Jackson’s visit to his old home is not one fuelled by a genuine desire to re-connect with a place. He is not truly interested in the condition of the area, nor is he concerned with any of its inhabitants (interestingly, and perhaps tellingly, Jackson doesn’t have any friends in the area).
Jackson’s trip is motivated by his desire to show-off his elevation in social standing. This is reflected in the metaphor of climbing a statue in his youth
to show off - he literally lifted himself above others.

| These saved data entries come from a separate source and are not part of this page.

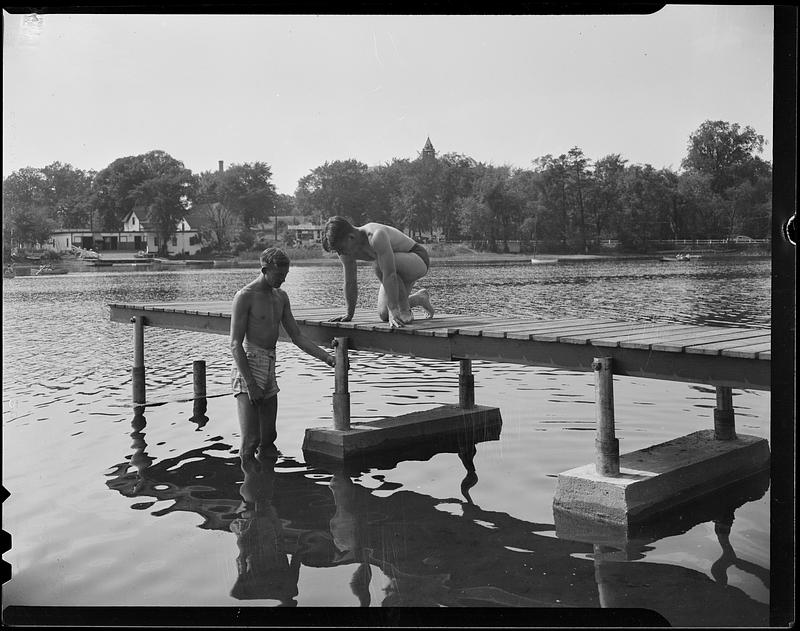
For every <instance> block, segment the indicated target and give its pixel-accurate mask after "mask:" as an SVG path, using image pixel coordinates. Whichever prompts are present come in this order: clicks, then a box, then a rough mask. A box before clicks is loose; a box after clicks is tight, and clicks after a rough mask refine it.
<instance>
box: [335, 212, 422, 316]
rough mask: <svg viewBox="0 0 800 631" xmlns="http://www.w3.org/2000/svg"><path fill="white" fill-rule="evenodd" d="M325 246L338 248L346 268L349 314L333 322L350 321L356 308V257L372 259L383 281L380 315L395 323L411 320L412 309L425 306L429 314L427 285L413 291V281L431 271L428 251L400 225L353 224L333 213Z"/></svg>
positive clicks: (380, 223) (347, 298)
mask: <svg viewBox="0 0 800 631" xmlns="http://www.w3.org/2000/svg"><path fill="white" fill-rule="evenodd" d="M322 247H323V248H325V250H326V251H327V252H331V251H333V252H336V253H337V254H338V255H339V260H340V261H341V262H342V267H343V268H344V297H345V302H346V303H347V314H346V315H343V316H339V317H337V318H332V320H331V321H332V322H349V321H350V320H352V318H353V314H354V313H355V310H356V299H357V298H358V282H357V278H356V261H373V262H374V263H375V275H376V276H377V277H378V280H379V281H380V282H381V288H380V290H379V292H378V316H379V317H380V319H381V320H383V321H384V322H388V323H389V324H391V325H392V326H393V327H401V326H404V325H406V324H411V323H412V322H413V321H414V315H413V314H412V313H411V309H413V308H414V307H422V308H423V309H424V310H425V311H426V312H427V314H428V317H429V318H432V317H433V307H432V306H431V300H430V296H429V295H428V291H427V290H426V289H421V290H419V291H417V292H415V293H411V288H412V286H413V285H414V283H415V282H416V281H417V280H419V279H420V278H422V277H423V276H425V274H427V273H428V268H429V267H430V258H429V257H428V252H427V251H426V250H425V248H423V247H422V246H421V245H420V244H419V243H417V242H416V241H414V240H413V239H412V238H411V237H409V236H408V235H406V234H404V233H403V232H401V231H400V230H398V229H397V228H393V227H392V226H387V225H384V224H381V223H367V224H364V225H363V226H354V225H352V224H351V223H350V222H349V221H347V219H345V218H344V217H331V218H330V219H329V220H328V223H327V224H325V234H324V236H323V239H322Z"/></svg>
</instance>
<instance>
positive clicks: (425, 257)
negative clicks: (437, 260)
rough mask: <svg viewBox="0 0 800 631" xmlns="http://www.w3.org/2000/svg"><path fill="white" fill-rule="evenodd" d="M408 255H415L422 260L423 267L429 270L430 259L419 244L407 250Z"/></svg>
mask: <svg viewBox="0 0 800 631" xmlns="http://www.w3.org/2000/svg"><path fill="white" fill-rule="evenodd" d="M409 252H410V253H412V254H416V255H417V256H418V257H419V258H421V259H422V262H423V263H425V267H426V268H427V269H430V268H431V259H430V257H429V256H428V251H427V250H426V249H425V248H423V247H422V246H421V245H420V244H419V243H415V244H414V247H413V248H411V249H410V250H409Z"/></svg>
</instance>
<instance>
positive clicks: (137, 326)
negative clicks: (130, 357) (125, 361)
mask: <svg viewBox="0 0 800 631" xmlns="http://www.w3.org/2000/svg"><path fill="white" fill-rule="evenodd" d="M131 323H132V324H133V368H131V378H132V382H133V403H134V405H144V404H145V403H146V401H147V399H146V396H145V383H144V316H133V317H132V318H131Z"/></svg>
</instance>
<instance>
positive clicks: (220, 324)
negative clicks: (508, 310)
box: [109, 302, 771, 390]
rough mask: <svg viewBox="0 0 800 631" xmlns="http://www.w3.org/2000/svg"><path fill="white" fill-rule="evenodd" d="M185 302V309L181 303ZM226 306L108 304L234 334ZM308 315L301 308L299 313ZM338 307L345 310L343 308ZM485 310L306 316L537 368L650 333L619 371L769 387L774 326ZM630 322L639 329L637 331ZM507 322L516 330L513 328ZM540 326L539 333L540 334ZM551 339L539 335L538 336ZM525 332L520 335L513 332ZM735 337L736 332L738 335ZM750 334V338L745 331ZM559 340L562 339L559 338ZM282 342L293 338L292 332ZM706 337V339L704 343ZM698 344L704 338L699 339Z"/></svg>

For Jackson and his wife, money and what it can buy equate to success. They obsess over the superficial aspects that they link to social class: the kind of house one was brought up in, table manners, furniture and cars. They seem to be completely devoted to material possession, and are oblivious to the fractured society that is in front of them – both in Glasgow and in South Africa.
Crichton Smith uses the Jacksons to show the reader that people should consider the situations of others. Though Jackson remembers how unfairly he was treated by a factor years ago, he now supports the deeply unfair treatment of groups of people in South Africa. There is a deep irony in this: though Jackson thinks that he has remembered where he came from, he seems to have forgotten everything about it.

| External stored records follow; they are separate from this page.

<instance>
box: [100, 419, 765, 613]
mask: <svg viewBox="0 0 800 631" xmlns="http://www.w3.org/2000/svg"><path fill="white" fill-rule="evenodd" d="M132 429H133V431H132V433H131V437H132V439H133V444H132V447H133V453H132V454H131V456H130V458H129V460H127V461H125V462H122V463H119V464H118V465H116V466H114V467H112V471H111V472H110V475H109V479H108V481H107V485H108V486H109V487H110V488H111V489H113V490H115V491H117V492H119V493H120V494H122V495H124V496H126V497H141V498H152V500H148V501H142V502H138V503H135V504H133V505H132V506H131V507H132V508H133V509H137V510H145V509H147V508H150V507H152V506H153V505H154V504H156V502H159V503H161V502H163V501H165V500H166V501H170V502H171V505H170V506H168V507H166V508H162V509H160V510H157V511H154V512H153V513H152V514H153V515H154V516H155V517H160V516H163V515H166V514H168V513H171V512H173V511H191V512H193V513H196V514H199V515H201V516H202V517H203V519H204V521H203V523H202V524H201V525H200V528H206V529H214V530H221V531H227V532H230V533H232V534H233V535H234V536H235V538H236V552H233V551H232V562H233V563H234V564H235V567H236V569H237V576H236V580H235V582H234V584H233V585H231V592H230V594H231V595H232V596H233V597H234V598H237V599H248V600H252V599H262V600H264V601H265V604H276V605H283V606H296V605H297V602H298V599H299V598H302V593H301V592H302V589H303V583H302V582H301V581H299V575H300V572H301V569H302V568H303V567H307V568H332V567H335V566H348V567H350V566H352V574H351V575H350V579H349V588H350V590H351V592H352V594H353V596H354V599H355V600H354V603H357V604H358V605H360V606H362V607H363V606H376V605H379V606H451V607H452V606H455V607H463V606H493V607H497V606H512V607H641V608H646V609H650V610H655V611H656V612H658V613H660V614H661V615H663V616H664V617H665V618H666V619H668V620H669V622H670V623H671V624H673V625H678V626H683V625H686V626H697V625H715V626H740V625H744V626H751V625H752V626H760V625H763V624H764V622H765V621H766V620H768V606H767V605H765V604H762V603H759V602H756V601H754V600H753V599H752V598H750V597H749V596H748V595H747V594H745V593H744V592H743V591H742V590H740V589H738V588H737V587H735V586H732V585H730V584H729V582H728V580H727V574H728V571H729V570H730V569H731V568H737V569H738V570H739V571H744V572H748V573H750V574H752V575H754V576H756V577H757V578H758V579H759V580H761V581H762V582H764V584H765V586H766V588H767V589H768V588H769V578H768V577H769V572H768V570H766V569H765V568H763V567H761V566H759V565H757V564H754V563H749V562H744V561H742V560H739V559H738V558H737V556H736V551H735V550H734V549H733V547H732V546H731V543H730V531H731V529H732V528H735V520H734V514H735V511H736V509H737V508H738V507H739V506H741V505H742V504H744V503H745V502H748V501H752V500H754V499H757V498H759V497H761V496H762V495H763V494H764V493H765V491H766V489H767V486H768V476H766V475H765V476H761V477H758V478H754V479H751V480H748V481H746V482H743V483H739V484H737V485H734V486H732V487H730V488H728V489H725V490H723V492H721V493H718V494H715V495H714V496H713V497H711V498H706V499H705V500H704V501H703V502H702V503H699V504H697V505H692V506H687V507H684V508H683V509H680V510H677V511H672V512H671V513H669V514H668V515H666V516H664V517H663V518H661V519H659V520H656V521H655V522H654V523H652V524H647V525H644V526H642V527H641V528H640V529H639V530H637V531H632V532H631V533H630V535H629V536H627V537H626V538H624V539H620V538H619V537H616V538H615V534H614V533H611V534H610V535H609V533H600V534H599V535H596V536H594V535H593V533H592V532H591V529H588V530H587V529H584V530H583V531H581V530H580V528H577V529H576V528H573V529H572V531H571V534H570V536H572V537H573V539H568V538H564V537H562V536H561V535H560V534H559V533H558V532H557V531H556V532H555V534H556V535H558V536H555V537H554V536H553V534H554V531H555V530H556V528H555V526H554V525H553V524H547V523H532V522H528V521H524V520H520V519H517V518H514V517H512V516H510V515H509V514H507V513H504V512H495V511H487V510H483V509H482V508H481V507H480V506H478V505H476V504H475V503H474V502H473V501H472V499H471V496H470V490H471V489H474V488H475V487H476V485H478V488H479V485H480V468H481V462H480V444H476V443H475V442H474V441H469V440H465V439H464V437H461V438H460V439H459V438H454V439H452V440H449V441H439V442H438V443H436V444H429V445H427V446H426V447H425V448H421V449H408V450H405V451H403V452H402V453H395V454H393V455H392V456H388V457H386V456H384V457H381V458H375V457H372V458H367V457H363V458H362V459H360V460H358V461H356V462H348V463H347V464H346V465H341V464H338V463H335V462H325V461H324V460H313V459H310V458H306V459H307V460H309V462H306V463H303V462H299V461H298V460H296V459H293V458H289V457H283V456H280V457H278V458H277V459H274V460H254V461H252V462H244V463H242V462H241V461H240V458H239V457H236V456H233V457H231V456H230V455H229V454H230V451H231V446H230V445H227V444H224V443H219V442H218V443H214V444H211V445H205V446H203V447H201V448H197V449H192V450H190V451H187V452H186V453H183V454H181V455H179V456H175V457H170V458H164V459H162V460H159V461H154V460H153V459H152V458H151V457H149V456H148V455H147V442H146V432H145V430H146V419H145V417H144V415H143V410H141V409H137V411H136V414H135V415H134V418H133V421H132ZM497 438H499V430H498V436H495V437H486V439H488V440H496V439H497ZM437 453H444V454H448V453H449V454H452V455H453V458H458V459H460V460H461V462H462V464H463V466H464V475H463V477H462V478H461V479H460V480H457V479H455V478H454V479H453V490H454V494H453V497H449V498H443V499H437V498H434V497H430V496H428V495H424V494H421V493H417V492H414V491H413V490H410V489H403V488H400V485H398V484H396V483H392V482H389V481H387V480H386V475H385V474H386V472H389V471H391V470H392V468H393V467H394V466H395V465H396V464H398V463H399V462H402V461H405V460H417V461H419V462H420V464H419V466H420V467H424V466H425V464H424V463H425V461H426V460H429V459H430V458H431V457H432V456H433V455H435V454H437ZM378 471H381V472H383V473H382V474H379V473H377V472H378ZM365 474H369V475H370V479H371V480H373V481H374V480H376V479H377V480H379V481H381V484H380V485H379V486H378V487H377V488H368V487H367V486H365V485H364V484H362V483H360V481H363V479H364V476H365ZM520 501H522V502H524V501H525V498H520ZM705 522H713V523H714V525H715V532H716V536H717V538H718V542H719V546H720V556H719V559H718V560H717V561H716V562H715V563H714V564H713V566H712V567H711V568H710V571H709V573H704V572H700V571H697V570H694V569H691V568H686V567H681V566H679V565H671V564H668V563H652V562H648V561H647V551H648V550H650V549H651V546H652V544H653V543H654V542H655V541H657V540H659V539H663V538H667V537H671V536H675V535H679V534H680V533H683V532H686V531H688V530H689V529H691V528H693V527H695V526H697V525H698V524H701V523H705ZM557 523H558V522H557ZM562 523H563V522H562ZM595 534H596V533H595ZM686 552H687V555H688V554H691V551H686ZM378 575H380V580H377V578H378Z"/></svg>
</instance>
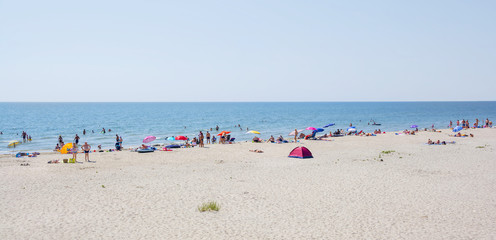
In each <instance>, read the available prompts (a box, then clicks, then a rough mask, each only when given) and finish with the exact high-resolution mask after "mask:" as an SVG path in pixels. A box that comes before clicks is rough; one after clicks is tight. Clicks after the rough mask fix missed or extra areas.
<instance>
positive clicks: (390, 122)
mask: <svg viewBox="0 0 496 240" xmlns="http://www.w3.org/2000/svg"><path fill="white" fill-rule="evenodd" d="M0 113H1V115H0V131H2V132H3V135H0V153H1V154H5V153H12V152H18V151H50V150H51V149H53V148H54V146H55V145H56V143H57V142H58V136H59V135H62V137H63V138H64V141H65V142H72V140H73V139H74V136H75V134H78V135H79V136H80V137H81V139H80V142H85V141H87V142H88V143H89V144H91V145H92V146H93V147H94V148H96V146H97V145H99V144H101V145H102V147H103V148H104V149H108V148H114V143H115V134H119V135H120V136H122V137H123V139H124V144H123V145H124V147H130V146H137V145H139V144H140V143H141V141H142V139H143V138H144V137H146V136H149V135H153V136H156V137H157V138H158V139H157V140H156V141H155V142H154V143H168V142H166V141H165V138H166V137H169V136H178V135H185V136H188V137H190V138H192V137H193V136H196V135H197V134H198V132H199V131H200V130H203V131H207V130H208V131H209V130H210V128H213V130H214V131H213V134H216V133H217V131H215V127H216V126H217V125H218V126H219V131H222V130H227V131H232V133H231V135H232V137H235V138H236V140H238V141H247V140H250V139H251V138H252V137H253V135H252V134H246V132H247V128H248V129H249V130H256V131H260V132H261V133H262V134H261V135H260V137H261V138H264V139H266V138H268V137H270V135H274V136H279V135H282V136H283V137H288V133H290V132H291V131H294V129H295V128H297V129H304V128H306V127H310V126H312V127H316V128H318V127H323V126H325V125H327V124H329V123H335V124H336V125H335V126H332V127H329V128H326V132H328V131H330V130H332V131H334V130H336V129H346V128H347V127H348V126H349V124H350V123H352V124H353V125H354V126H356V127H357V129H363V130H364V131H373V130H375V129H378V128H380V129H381V130H382V131H399V130H404V129H408V128H409V127H410V126H411V125H412V124H415V125H418V126H419V128H430V127H431V126H432V125H433V124H434V126H435V127H436V128H446V127H447V126H448V124H449V121H450V120H452V121H453V122H454V123H455V122H456V120H457V119H468V120H469V121H470V124H471V125H472V124H473V123H474V120H475V119H476V118H479V120H480V124H481V123H482V121H483V120H485V119H486V118H489V119H490V120H494V119H495V118H496V102H494V101H492V102H290V103H274V102H271V103H263V102H259V103H0ZM371 120H373V121H375V122H376V123H380V124H381V125H380V126H374V125H369V124H371ZM238 124H239V125H241V128H240V127H237V125H238ZM102 128H105V129H106V130H107V133H105V134H103V133H101V130H102ZM109 128H110V129H111V130H112V131H111V132H108V129H109ZM83 129H86V135H83ZM22 131H26V132H27V133H28V134H29V135H31V137H32V139H33V140H32V141H31V142H27V143H24V144H21V145H18V146H17V147H16V148H15V149H12V148H7V144H8V142H9V141H11V140H20V141H22V137H21V133H22Z"/></svg>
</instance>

In Home, the Glasgow community is portrayed as one that has been broken apart:
the old tenements were being knocked down and the people shuttled out to huge featureless estates where the windows revealed the blue sky of TV. There were hardly any picture houses left: they had been converted into bingo halls.

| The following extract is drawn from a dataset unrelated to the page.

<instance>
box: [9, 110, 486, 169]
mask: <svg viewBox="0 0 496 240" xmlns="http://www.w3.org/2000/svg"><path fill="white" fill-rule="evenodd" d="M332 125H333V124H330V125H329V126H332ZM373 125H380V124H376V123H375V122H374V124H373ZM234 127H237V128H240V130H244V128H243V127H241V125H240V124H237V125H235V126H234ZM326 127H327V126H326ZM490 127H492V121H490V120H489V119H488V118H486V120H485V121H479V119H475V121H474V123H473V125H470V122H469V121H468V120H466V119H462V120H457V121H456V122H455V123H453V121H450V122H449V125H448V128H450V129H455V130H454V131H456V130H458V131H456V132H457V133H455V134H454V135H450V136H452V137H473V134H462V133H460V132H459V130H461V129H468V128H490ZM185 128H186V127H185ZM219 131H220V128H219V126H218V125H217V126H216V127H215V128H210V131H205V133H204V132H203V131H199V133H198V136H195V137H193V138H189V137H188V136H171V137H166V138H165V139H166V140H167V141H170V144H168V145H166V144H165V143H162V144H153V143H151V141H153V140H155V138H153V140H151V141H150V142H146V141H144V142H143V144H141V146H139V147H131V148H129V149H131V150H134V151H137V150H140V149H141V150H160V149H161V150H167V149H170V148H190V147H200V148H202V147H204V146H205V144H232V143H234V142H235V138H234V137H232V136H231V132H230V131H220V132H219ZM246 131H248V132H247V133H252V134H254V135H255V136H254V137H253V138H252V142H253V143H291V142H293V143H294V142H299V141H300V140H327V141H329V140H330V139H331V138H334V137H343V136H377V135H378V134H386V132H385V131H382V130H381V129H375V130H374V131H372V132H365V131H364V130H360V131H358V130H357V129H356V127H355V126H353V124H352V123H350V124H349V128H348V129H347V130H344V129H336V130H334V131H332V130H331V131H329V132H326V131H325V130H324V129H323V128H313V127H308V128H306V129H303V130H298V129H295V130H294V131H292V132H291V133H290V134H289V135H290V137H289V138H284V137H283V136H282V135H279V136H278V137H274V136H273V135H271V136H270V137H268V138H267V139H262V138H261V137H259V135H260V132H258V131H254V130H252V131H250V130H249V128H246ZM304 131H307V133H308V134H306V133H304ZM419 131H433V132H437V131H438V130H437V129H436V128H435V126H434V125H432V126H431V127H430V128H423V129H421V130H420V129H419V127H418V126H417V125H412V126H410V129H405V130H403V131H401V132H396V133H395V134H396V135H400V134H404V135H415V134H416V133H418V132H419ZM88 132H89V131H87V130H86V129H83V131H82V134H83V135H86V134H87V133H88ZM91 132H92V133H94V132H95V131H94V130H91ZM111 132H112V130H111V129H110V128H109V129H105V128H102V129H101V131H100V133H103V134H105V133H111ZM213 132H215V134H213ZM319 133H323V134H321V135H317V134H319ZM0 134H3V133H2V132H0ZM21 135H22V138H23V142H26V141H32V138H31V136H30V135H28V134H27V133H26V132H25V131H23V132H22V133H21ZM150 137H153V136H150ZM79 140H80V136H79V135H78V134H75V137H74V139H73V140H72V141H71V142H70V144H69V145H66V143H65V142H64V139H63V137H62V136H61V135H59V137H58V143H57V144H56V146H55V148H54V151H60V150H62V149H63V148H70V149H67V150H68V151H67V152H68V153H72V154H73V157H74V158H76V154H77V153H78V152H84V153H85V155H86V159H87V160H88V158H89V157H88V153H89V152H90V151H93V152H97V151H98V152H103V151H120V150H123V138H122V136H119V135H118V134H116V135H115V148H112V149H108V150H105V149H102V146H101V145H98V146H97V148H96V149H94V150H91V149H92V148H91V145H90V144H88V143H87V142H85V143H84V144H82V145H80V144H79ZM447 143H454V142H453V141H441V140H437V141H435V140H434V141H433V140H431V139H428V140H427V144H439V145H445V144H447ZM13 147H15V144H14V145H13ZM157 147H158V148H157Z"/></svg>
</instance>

The supermarkets that have taken over sound more anonymous than the small shops. The removal of character is reflected in the loss of lover's lane and the replacement of the
pastoral carelessness of the park with what sounds like charmless planting of
literate slogans in flowers.
Inhabitants appear to rarely interact with each other, in contrast to the community portrayed in The Telegram. At times, however, it is unclear whether the community has changed, or that Jackson’s nostalgia (and desire to underline his own “success”) is portraying the tenements of thirty-five years ago in a romanticised light.